Back In the Habit and Looking Good
Ashley Baxstrom: The Devil may wear Prada, but that doesn’t mean he owns the market on being fashionably faithy. Check out the hot new line debuting over at the Community of Compassion, a new Anglican Catholic order in Forth Worth, Texas. When Mother Mary Magdalene, founder of the order, needed help designing new habits – because foundresses are required to design unique new habits for their new orders – she turned to artist Julia Sherman for help, and the result was something new and, in a slightly discomfiting way, a little sexy.
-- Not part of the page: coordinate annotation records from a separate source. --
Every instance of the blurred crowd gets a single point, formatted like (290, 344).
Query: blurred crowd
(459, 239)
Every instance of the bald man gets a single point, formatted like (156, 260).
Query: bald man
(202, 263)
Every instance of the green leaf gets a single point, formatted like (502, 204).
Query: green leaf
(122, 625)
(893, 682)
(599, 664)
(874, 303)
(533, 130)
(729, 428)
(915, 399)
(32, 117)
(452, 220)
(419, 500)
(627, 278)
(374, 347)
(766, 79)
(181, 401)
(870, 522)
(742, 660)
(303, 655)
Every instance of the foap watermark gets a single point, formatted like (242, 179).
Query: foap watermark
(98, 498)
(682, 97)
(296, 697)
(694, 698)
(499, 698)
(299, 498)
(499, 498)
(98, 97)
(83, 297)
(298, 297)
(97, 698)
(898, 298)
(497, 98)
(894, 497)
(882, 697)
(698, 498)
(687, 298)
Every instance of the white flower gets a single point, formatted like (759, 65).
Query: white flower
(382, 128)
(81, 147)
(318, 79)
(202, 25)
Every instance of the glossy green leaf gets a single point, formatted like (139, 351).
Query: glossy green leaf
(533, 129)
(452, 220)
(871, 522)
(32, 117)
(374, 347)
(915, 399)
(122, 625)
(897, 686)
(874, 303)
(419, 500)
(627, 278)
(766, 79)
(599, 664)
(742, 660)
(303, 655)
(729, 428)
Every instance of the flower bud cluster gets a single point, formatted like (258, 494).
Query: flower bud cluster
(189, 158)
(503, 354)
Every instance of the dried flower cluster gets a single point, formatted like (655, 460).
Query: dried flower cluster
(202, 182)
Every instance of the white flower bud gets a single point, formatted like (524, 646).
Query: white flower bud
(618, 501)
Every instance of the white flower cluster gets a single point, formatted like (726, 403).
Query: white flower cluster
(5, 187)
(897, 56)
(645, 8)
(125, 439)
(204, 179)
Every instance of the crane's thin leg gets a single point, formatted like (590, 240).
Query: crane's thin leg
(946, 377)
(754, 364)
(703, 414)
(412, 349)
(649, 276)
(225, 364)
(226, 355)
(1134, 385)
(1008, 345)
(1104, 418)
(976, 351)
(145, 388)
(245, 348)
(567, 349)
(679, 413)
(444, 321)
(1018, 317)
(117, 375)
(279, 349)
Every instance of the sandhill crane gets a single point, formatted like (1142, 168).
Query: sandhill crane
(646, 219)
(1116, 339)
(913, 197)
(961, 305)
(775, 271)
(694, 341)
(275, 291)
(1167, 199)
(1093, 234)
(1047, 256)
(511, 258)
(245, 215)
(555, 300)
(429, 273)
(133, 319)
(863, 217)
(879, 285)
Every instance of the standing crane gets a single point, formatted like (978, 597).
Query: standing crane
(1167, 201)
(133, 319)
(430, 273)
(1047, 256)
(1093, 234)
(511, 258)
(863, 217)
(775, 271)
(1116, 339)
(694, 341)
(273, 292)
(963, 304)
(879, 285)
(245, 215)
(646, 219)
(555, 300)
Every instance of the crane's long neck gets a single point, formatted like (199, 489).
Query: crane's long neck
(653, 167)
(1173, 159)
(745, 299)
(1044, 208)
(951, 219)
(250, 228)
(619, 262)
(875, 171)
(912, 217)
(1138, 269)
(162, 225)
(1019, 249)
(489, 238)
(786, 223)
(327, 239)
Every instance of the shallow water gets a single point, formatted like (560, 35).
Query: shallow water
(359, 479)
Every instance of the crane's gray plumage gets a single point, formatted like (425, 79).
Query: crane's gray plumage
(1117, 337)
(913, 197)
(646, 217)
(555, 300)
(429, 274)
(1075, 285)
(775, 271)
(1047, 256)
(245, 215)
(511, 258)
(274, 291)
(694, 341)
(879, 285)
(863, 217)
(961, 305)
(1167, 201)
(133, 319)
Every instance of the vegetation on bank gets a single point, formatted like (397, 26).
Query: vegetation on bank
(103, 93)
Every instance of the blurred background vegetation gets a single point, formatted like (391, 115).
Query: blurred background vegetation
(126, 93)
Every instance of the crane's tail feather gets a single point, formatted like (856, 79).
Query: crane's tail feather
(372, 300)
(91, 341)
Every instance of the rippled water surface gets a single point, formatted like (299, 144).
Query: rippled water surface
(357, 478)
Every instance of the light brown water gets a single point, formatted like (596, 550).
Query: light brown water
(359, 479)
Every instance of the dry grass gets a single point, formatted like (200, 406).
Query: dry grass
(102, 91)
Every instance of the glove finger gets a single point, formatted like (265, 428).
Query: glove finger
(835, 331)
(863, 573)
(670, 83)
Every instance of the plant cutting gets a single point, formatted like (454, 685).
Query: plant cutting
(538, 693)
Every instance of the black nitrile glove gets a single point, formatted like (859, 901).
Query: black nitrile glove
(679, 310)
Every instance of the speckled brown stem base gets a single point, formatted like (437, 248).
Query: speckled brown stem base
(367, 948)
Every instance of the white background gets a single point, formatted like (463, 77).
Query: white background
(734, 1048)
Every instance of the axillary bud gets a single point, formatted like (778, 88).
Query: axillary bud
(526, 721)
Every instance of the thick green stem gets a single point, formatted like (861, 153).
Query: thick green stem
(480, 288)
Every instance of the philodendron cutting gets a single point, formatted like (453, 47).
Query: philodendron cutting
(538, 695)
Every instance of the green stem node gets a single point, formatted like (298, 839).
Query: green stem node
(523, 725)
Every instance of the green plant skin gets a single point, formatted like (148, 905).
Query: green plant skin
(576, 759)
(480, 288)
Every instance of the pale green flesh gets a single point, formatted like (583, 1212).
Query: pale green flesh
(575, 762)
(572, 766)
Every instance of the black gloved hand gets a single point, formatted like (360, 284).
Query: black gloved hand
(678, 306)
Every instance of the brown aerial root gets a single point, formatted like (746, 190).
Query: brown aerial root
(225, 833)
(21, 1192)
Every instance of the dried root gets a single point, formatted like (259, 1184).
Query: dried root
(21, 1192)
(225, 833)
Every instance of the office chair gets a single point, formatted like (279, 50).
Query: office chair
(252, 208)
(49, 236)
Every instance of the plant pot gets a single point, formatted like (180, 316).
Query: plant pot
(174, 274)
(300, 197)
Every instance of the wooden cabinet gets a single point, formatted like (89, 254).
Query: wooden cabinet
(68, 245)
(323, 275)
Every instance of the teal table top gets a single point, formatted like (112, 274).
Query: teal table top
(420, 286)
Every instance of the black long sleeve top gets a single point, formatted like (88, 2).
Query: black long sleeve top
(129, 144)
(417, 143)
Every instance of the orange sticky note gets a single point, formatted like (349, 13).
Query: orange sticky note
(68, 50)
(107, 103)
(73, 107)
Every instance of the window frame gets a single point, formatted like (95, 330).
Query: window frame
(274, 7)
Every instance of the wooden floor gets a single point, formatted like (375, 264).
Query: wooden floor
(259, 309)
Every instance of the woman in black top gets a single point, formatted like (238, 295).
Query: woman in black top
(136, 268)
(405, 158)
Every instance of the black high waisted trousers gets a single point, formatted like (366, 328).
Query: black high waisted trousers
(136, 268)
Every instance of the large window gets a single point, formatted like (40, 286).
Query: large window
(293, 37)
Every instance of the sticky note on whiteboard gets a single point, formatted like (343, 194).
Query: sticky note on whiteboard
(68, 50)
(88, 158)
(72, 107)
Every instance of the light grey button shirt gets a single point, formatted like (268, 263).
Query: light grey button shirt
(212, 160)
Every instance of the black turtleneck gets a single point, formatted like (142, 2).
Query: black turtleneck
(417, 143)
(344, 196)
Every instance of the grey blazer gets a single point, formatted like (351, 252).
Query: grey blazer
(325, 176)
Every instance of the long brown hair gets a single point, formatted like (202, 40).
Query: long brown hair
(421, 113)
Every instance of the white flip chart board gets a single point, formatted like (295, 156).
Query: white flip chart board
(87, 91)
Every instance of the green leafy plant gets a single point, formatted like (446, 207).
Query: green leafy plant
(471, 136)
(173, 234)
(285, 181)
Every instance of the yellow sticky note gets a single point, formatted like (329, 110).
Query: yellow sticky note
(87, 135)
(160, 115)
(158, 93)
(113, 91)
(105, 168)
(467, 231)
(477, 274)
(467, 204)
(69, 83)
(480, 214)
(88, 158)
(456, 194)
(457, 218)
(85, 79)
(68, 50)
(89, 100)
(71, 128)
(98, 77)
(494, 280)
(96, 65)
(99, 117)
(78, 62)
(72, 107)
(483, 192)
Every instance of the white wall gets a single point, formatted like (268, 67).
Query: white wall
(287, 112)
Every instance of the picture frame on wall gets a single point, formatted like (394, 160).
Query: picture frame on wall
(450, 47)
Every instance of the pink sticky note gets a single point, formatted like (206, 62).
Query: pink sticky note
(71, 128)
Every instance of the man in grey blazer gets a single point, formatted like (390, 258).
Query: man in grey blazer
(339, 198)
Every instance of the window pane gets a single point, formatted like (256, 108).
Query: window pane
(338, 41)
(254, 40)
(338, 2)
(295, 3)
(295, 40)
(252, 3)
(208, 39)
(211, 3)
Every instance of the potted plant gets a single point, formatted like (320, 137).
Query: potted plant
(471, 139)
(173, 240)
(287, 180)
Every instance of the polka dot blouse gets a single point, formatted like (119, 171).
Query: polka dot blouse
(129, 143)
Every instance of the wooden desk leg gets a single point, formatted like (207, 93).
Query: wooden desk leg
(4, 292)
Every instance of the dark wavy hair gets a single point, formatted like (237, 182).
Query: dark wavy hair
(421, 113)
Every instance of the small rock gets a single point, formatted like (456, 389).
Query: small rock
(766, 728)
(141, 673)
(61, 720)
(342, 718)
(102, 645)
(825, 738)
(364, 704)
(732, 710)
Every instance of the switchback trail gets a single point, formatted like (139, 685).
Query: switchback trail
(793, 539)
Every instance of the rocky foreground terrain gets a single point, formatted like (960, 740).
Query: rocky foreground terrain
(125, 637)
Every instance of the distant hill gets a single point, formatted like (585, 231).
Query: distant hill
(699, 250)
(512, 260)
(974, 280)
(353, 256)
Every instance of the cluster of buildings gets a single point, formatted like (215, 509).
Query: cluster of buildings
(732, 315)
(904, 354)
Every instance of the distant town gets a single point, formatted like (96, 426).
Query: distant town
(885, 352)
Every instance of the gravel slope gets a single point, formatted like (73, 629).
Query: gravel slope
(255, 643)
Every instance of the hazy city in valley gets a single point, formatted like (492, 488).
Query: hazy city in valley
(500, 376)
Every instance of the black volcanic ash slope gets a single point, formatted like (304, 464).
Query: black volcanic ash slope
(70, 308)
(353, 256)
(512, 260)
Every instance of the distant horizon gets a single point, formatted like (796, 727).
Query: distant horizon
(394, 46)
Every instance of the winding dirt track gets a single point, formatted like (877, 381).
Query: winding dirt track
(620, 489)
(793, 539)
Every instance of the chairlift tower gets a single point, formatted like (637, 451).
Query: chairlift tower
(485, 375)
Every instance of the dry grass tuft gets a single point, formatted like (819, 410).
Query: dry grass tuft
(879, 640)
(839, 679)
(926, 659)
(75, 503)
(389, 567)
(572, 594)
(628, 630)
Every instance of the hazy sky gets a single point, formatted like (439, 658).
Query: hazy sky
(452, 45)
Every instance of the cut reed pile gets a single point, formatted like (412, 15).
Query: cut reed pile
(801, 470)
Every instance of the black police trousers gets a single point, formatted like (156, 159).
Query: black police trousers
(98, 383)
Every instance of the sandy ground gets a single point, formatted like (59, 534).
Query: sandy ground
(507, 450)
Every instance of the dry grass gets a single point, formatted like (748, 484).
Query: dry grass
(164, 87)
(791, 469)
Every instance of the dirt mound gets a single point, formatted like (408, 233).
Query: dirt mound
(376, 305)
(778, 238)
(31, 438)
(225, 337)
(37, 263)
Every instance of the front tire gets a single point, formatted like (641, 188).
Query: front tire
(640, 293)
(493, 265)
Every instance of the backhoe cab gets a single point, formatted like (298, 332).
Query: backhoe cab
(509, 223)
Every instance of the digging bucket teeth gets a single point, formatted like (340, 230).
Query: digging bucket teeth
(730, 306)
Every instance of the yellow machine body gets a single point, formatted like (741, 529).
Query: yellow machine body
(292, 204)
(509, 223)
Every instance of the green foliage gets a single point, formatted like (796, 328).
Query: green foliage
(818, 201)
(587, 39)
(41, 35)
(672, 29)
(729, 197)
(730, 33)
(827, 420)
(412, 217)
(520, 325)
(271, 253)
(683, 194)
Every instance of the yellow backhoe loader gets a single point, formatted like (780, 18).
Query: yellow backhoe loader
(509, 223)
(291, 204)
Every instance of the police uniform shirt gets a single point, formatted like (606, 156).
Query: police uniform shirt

Ashley Baxstrom: The Devil may wear Prada, but that doesn’t mean he owns the market on being fashionably faithy.
Check out the hot new line debuting over at the Community of Compassion, a new Anglican Catholic order in Forth Worth, Texas. When Mother Mary Magdalene, founder of the order, needed help designing new habits – because foundresses are required to design unique new habits for their new orders – she turned to artist Julia Sherman for help, and the result was something new and, in a slightly discomfiting way, a little sexy.
If you’re going to be married to Jesus, you want to look good AND be comfortable, amIright? Mother Mary had just three requests: modest, natural and snazzy. But what’s really special about the line is that the sisters won’t be the only ones wearing them: Sherman has partnered up with JF & Son in New York to sell the outfits to secular customers. Habits – they’re not just for nuns anymore!
Of course, the store hasn’t taken a vow of poverty, so the un-anointed have a to pay a hefty price. First, for the pieces, which cost anywhere from about $200-$500. And secondly, Mother Mary had a word of caution about wearing the habit in public:
Bear in mind we consider wearing the habit to be a privilege. It says to others when in public, I am open for business. May I pray for you, comfort you, and serve you? It’s a caring symbol in a difficult world.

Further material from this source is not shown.